I've been in the situation myself, more than once, and I have to say that each time I went with the past physical relationship and regretted it each time.

I never would have thought that I'd be the sentimental type when it comes to relationships, but I missed intelligent conversation, the things we had in common, and the fact that I could have easily solved the situation by talking about it.

If you actually love this guy, then I think that's what you have to consider the most. If there's anything physical that's lacking, and he loves you back, you should be able to talk about it and hopefully solve the problem.

Good luck. It's a hard decision to make.
Jan 15, 2004
maladjusted:
Been there... I have a habit of never throwing anything away so to speak..im friend with most of the girl i've had long term relationships with .. so i've run into this very thing myself.

I dont want to preach to ya or be a hipacrit,but do this before u take it too far ,ask yourself.

1) Would u want this to happen to u, find a steamy e-mail from a past lover when u have a 2 year old ?

2)Is this mental masturbation ?Knowing your current lover is soon leaving/moving are u looking to find something to hold on to ?

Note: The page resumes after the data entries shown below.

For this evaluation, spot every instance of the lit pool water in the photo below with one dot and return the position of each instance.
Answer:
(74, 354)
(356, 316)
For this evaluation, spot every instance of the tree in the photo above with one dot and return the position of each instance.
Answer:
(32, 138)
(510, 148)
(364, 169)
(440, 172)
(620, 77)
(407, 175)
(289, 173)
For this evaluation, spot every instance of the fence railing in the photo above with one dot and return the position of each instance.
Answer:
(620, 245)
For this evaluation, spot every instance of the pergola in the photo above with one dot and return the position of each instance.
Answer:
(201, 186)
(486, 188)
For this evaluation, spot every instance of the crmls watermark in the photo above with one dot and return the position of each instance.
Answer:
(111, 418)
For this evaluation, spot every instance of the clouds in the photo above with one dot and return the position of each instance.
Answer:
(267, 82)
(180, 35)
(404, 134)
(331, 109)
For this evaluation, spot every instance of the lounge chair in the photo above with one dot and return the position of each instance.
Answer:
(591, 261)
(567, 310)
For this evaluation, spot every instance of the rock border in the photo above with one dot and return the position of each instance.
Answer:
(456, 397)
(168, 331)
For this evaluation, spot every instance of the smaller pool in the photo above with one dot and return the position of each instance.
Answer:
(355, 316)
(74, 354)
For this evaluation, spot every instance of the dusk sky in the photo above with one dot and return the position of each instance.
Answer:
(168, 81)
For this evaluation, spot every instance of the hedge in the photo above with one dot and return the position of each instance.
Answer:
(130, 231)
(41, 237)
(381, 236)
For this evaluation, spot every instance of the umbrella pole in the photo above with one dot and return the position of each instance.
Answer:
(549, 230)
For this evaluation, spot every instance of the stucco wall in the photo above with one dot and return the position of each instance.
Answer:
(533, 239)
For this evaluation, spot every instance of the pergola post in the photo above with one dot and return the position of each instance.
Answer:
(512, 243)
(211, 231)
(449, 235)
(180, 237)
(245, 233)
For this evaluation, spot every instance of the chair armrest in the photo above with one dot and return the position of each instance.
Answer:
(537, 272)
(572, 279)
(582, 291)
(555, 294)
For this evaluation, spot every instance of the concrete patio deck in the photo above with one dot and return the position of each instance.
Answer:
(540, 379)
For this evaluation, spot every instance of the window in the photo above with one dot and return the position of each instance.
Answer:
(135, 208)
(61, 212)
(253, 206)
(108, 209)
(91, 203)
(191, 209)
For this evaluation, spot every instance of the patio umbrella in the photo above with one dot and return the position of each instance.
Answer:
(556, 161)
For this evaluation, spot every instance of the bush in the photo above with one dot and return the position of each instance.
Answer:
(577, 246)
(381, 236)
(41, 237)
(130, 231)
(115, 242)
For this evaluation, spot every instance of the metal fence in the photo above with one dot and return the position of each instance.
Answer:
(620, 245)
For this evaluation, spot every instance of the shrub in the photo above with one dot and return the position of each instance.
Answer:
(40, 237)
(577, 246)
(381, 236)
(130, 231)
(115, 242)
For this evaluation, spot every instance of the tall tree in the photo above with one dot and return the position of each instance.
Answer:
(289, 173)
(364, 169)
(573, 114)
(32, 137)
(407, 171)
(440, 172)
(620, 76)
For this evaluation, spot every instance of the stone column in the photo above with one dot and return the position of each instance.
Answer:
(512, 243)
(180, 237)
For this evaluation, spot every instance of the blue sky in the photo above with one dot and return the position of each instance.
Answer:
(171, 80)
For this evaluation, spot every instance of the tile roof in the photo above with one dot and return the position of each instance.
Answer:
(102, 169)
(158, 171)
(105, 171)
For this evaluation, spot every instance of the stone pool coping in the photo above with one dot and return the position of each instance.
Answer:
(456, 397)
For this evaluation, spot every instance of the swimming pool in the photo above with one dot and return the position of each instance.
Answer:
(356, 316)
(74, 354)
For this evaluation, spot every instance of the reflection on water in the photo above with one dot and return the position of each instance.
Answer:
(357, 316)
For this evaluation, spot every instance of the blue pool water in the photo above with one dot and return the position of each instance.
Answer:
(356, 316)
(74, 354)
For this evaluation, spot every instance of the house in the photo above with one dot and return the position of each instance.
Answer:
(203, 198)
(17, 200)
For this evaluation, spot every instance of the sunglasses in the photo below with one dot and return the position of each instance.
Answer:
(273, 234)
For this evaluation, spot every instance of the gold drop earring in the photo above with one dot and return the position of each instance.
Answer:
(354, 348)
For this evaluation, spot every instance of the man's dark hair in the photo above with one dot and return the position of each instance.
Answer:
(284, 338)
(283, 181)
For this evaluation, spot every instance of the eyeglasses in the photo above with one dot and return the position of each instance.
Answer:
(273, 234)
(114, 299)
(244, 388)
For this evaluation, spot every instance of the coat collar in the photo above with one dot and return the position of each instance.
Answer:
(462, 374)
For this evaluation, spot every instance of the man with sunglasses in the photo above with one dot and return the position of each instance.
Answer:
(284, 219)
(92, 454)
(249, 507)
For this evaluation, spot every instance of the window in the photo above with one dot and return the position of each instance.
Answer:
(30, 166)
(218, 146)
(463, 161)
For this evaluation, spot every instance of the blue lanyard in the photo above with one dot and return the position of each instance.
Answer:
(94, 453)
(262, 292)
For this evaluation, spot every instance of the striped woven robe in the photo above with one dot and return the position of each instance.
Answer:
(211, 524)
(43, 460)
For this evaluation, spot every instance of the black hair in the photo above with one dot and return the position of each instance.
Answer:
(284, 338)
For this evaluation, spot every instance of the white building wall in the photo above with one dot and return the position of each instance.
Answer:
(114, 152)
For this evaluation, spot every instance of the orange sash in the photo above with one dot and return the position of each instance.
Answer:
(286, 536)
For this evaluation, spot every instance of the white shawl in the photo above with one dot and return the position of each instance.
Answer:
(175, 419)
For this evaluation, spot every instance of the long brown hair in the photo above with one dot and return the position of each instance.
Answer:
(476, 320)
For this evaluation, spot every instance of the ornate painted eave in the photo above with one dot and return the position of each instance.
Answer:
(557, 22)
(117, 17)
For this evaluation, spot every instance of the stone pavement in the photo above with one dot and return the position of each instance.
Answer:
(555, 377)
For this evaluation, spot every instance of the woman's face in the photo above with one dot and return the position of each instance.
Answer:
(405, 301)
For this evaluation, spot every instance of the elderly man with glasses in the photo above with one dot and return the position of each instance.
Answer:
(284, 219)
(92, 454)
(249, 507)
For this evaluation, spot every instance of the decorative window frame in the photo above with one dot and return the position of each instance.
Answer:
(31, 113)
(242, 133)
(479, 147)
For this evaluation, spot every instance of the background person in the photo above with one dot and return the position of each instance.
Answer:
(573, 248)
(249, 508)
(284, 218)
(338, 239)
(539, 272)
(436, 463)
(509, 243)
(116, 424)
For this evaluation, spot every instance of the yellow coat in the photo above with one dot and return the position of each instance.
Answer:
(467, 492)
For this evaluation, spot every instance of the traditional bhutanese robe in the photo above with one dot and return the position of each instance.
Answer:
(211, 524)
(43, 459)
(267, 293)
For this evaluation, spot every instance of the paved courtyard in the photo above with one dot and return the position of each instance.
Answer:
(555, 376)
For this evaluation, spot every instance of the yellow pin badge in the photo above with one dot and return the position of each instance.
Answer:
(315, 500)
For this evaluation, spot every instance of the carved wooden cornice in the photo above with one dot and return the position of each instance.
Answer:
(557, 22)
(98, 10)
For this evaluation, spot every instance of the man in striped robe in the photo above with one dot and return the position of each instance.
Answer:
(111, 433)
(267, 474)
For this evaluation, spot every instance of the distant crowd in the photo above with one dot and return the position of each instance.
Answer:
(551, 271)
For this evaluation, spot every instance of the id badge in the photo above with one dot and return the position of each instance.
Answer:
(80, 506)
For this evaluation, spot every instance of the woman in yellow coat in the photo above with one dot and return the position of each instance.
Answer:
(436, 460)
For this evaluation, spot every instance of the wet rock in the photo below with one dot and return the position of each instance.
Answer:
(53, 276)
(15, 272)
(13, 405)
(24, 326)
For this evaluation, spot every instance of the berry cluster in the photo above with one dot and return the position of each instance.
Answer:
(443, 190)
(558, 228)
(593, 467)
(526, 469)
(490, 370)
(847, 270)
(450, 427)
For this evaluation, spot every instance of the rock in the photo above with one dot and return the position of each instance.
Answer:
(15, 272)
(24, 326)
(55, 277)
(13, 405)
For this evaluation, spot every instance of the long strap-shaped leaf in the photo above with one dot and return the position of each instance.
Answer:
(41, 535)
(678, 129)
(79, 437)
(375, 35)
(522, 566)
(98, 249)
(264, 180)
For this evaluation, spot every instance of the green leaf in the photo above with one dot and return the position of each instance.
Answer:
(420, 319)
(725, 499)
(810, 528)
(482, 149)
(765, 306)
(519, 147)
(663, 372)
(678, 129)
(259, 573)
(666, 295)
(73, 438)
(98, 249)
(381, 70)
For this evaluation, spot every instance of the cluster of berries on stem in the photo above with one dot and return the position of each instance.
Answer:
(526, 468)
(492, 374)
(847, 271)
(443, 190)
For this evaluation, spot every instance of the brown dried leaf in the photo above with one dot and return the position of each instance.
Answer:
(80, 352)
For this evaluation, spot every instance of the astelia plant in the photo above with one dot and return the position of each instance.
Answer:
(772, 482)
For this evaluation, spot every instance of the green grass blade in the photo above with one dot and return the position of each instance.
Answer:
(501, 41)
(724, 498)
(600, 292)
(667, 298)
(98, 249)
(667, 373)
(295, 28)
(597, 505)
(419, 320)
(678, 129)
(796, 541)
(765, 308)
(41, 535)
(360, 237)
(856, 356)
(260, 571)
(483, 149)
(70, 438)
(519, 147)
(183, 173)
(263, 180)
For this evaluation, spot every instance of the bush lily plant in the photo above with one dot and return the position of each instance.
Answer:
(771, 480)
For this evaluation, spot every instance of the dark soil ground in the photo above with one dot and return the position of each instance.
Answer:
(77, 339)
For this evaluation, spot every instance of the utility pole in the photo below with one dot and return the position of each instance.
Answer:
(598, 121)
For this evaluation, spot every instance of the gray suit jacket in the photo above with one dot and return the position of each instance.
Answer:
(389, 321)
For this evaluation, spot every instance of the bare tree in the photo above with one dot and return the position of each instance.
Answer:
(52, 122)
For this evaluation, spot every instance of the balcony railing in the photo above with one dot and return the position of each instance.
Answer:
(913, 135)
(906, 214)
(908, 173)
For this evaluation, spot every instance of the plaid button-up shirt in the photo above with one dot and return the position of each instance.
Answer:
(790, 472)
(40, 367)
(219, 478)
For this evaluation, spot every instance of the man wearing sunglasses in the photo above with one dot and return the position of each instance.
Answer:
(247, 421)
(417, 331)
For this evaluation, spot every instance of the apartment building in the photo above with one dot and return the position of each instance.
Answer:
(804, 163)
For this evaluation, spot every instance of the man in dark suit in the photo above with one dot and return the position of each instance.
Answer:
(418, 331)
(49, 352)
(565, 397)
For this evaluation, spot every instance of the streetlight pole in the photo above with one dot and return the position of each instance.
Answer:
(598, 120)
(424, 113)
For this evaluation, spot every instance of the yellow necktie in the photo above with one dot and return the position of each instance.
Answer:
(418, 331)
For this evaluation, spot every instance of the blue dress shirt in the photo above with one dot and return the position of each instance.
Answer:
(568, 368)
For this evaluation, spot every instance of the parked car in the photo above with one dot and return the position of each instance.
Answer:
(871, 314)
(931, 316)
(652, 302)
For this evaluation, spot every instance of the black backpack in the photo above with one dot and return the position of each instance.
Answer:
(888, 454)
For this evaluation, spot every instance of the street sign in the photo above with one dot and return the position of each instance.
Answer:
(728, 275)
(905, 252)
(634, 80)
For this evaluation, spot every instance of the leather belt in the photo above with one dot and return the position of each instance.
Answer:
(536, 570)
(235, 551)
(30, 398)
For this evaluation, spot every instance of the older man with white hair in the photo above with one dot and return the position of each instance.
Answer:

3) How would u feel if this little game of rehashing past sexual romps where to completly change a few peoples live,(his,the wife's, the 2 year old ,)is that all worth it ?

I know "The heart wants what the heart wants.". I know im nearly ruled by mine....Sometimes i catch myself,afraid of the future,tring to hold onto some happier past...P.S. The past always looks better then it was,we as humans have a habit of seeing it through rose tinted lenses.